Aquel documental daba cuenta de una carrera ejemplar y mutante en la música contemporánea que se ha cerrado apenas unas semanas antes de su muerte, con la publicación de un nuevo disco (12) de bocetos sonoros estrenado en un evento online, la de un creador siempre inquieto y en constante búsqueda, la de una sensibilidad artística excepcional, transversal, vanguardista y cosmopolita, tan amante de los impresionistas franceses y Xenakis como de Mompou o la bossa nova brasileña, que encontró en las raíces de su cultura y en la relación entre el hombre y la naturaleza la materia prima para un discurso ético y estético comprometido con el ecologismo o el antibelicismo.
En su estudio casero de Nueva York, Sakamoto toca al piano un preludio de Bach y busca con sus secuenciadores una posible variación tímbrica y armónica. Se trata de dar con una música trascendental, humanista, perpetua y cinemática que quede suspendida en el tiempo luchando tenuemente contra el silencio, como en aquellas películas de Tarkovski que fueron para el compositor paisajes sonoros de referencia.
En CODA veíamos también un retrato pop de Sakamoto de inspiración warholiana. Eran los tiempos del sintetizador, los ritmos bailables, los colores chillones, el diseño y los escenarios, aquellos setenta y ochenta que lo convertirían en un icono popular en Japón exportable al mundo entero. El encuentro con el cine vino de la mano de Nagisa Oshima en Feliz Navidad, Mr. Lawrence (1983), donde un impetuoso Sakamoto, actor protagonista junto a David Bowie, negoció para hacerse también cargo de la banda sonora. Después vendría el determinante encuentro con Bernardo Bertolucci en El último emperador, que se prolongaría con sendas y elegíacas partituras para El cielo protector y El pequeño Buda, y desde donde despegaría una carrera internacional que lo llevaría a colaborar con Pedro Almodóvar (Tacones lejanos), Brian de Palma (Snake eyes, Femme fatale), Oliver Stone (Wild palms), Kominski (Cumbres borrascosas), Maybury (Love is the devil), Girard (Silk), González Iñárritu (Babel, El renacido) o Guadagnino (The staggering girl). Aquellos años 90 fueron los del esplendor y la gloria, los del gran cine y los discos de baile, los de las sinfonías olímpicas (Barcelona’92), las colaboraciones de prestigio (de Caetano Veloso a Arto Lindsay, de David Sylvian a Madonna), la moda, el multimedia para las masas y la world music. Y a todo este repertorio más o menos coyuntural aportó siempre un plus de elegancia, inspiración y personalidad.

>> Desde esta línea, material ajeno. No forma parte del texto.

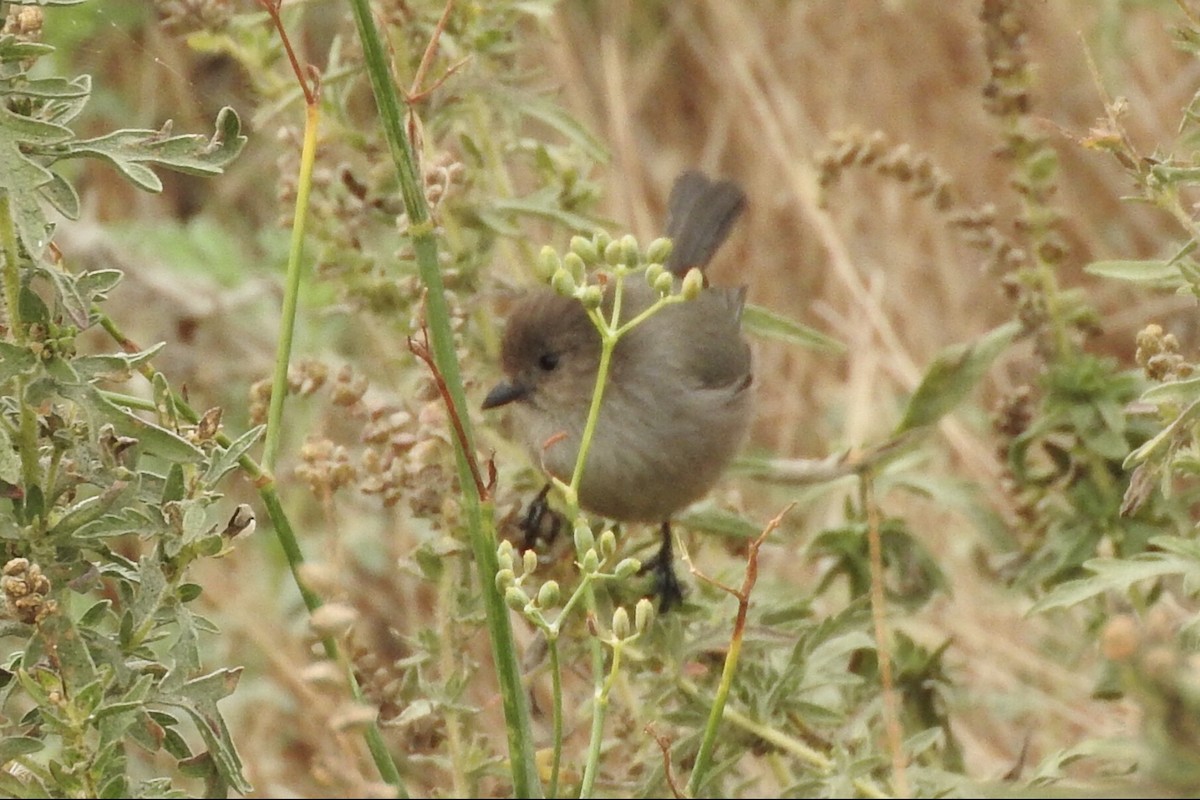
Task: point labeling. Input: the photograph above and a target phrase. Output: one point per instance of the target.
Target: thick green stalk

El Sakamoto maduro, sereno y lúcido del nuevo siglo se nos revela ya alejado de aquellos coqueteos con la épica romántica, el mundo fashion y los estadios. Regresa a la esencia del piano más minimalista y a los más sutiles tratamientos electrónicos, a la paulatina depuración de su lenguaje y a la revisión de su repertorio, a los colaboradores creativos (Jacques Morelenbaum en la vertiente acústico-melódica; Alva Noto o Fennesz en la más experimental) y a películas más pequeñas e independientes (Minamata, Becker, Próxima, After Yang) que permiten otros tratamientos musicales más íntimistas.
De vuelta a su estudio, lo vemos acariciar unas vasijas de porcelana y mezclar su sonido con el de los secuenciadores, con el del agua del Ártico (“el sonido más puro del mundo”) o los de la selva y los ríos africanos. El compositor sonríe discretamente, parece haber encontrado algo nuevo, una textura insólita, expresiva e inesperada, un nuevo sendero para seguir avanzando en su búsqueda sonora. Así queremos recordarlo.